Definition of mobility limitation.

Walking speed was assessed by trained nurses, where participants were requested to walk 2.4 or 6 meters a self-selected speed [22]. The length of the walk was determined by asking the participants how fast they normally walk. Subjects who rated themselves as fast or normal walkers did the longer walk and slow or very slow self-rated walkers did the shorter walk. At home visits, the shorter walk was always conducted due to space restrictions. For the analyses, the walking speed reflects the time from whichever walk was performed by the participant. Subjects who were unable to walk without personal support received the worst possible score, i.e. 0 m/s. Mobility limitation was defined as a walking speed <0.8 m/s because it may reflect underlying disease [1], [2].

Assessment of cardiovascular risk factors (CRFs).

Smoking status was categorized into never, former or current smoking. Arterial blood pressure (systolic Korotkoff phase I and diastolic phase V) was measured twice on the left arm with a 5-minute interval using a sphygmomanometer in the sitting position after at least a 5-minute rest. The mean of the two readings was used in defining hypertension status, which was categorized as normal blood pressure (<120/80 mm Hg), prehypertension (120–139/80–89 mm Hg, reference), hypertension stage 1 (140–159/90–99 mm Hg), and hypertension stage 2 (≥160/100 mm Hg or use of antihypertensive agents [ATC codes: C02, C03 and C07-C09]) [23].

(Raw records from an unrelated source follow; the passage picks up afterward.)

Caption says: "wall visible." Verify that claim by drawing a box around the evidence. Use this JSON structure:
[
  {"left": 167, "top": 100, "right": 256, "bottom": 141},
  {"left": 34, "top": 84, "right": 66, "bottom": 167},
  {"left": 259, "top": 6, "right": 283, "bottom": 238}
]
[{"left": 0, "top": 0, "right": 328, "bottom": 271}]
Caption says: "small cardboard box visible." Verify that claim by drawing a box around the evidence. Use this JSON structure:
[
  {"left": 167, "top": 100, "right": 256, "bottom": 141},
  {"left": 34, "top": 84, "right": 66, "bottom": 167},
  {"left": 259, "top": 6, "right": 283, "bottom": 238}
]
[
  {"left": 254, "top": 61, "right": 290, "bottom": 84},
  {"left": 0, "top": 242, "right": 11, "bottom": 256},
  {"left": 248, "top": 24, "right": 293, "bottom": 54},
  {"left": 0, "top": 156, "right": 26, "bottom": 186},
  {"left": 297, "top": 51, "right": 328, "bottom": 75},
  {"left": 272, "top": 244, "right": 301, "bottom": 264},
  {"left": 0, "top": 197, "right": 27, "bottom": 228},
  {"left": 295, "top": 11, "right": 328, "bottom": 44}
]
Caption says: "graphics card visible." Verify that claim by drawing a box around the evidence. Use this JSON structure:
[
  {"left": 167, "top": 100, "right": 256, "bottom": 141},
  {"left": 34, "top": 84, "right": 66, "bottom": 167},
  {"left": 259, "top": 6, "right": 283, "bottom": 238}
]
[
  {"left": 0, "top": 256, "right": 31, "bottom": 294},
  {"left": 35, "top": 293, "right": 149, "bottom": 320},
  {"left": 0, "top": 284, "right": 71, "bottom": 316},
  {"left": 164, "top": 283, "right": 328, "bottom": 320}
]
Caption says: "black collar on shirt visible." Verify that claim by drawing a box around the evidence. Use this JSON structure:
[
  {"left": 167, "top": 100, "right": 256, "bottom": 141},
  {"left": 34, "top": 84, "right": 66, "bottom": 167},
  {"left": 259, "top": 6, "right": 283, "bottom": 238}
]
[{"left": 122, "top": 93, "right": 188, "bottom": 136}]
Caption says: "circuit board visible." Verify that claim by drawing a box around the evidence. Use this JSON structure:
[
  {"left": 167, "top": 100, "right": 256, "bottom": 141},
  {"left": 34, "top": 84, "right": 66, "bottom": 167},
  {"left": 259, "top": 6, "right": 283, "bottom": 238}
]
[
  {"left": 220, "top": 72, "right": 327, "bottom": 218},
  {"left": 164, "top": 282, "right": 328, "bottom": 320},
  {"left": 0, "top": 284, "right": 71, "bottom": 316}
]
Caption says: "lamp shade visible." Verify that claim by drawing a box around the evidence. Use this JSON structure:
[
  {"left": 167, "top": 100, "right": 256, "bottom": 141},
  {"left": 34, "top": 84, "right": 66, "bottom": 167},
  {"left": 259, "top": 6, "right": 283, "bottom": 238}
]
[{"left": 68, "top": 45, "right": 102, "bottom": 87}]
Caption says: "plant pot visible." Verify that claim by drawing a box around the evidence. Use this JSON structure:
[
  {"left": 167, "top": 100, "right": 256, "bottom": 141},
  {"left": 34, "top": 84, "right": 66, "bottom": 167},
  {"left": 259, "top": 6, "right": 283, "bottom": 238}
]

We first measured non-fasting serum cholesterol. If total cholesterol level was ≥6.5 mmol/L, then fasting serum cholesterol was measured. High cholesterol was defined as a fasting total cholesterol level ≥6.5 mmol/L.

Diabetes was ascertained based on self-reported history of diabetes, having a diagnosis of diabetes in the inpatient register, current use of oral glucose-lowering agents or insulin injection (ATC code A10), or having a glycosylated hemoglobin level ≥5.4% [24].

Body mass index (BMI) was calculated by dividing weight in kilograms by height in meters squared, and was categorized as underweight (<20), normal (20–24.9, reference), overweight (25–29.9) and obesity (≥30 kg/m2) [25].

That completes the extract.